Abstract:
Real life decision making takes into account multiple, often conflicting, criteria.
This gives rise to multi-objective optimisation. We discuss a range of different
bi-objective routing or transportation problems, in particular the shortest
path, integer minimum cost flow, and traffic assignment problems.
The first part of this thesis is dedicated to the bi-objective shortest path problem.
The problem is presented together with several well-known solution algorithms,
namely bi-objective labelling, ranking, and the Two Phase method.
Computational experiments highlight the strengths and weaknesses of the algorithms
for different types of problem instances. We introduce new variations
of the algorithms above and propose an easily implemented improvement for
bi-objective labelling. Cyclist route choice in road networks is presented as a
new application of the bi-objective shortest path problem, where cyclists aim
to reach their destination in minimal travel time, but also along a safe route.

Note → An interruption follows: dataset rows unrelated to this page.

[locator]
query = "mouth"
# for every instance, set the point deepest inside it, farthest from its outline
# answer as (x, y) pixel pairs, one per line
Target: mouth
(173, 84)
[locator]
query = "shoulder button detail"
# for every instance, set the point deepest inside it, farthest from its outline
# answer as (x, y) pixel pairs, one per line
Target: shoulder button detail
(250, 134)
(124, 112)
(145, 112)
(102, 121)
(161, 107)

For the bi-objective integer minimum cost flow problem, we introduce one of
the first solution algorithms based on the Two Phase method and demonstrate
its performance based on different types of problem instances. An improvement
of the algorithm for the transportation problem, a special case, is also
discussed.
Finally, multi-objective traffic assignment is discussed. Traffic assignment is
the process of modelling route choice of users of a (road) network in order to
determine the total traffic on each road of the network. This is an equilibrium
problem as the route choice of one traveller affects other travellers. We
show how, traditionally, multiple objectives are treated in traffic assignment,
often by combining them into a generalised cost function which may entail
strong assumptions on road user behaviour. Instead, we suggest to explicitly
distinguish the objectives in a multi-objective framework. We discuss existing literature, which is of mainly theoretical nature, and comment on several articles
presenting erroneous results. We contribute to the understanding of the
theoretical concepts of vector equilibrium, vector variational inequalities, and
vector optimisation. For the solution of bi-objective traffic assignment, we propose
novel heuristic algorithms based on bi-objective shortest path algorithms
as an important building block.